Their research began with an initial search for disruptions to brain cell receptors and found such in the GABA neurotransmitter systems. Based on prior research, the GABA system has been widely known to be implicated in mental health problems, especially in relation to mood disorders like depression and anxiety. The function of this system is primarily to regulate the communication between certain brain cells and their activity. Thus, these researchers believed that impairments in receptors in the GABA system were possibly associated with memory loss from depression and aging.

With this information, the team of scientists then developed a series of molecules that works to bind to and activate the faulty receptors mentioned above. These molecules or compounds are modified benzodiazepines which are a type of sedative drugs used to treat anxiety and can activate the GABA neurotransmitter system. Through this, researchers reckon it would repair the baseline mechanism leading to improvements in memory loss symptoms.

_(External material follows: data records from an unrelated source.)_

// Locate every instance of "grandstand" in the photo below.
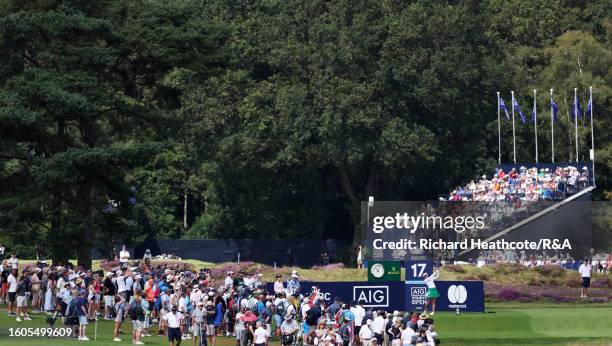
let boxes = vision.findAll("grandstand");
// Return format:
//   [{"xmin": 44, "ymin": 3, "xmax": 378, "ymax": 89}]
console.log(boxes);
[{"xmin": 448, "ymin": 163, "xmax": 595, "ymax": 262}]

To test their conjecture, researchers trialed with mice models, administering a dose of the compound to rodents with stress-induced memory loss. These mice then exhibited normal memory functions in under 30 minutes upon administration and such results were repeated even after multiple trials. Similarly, with age-related memory impairments, memory problems in the models subside shortly after receiving the novel compound. Furthermore, the model trials even displayed a 80% increase in their cognitive performance, up to a level characteristic of a young adult’s brain performance. With daily administration, this positive effect has been shown to last for more than 2 months.

With such promising results that these new compounds can not only reverse memory loss but also address the underlying brain mechanism to causes the problems in the first place, the next step for the team would be to conduct the same trials with humans to test the safety and effectiveness of it. Ultimately, this form of development using molecules is an important step forward in mental health field as if proven successful, their application will expand to other cognitive issues in mental health conditions and perhaps to memory loss that occurs in the early-stages of Alzheimer’s disease as well.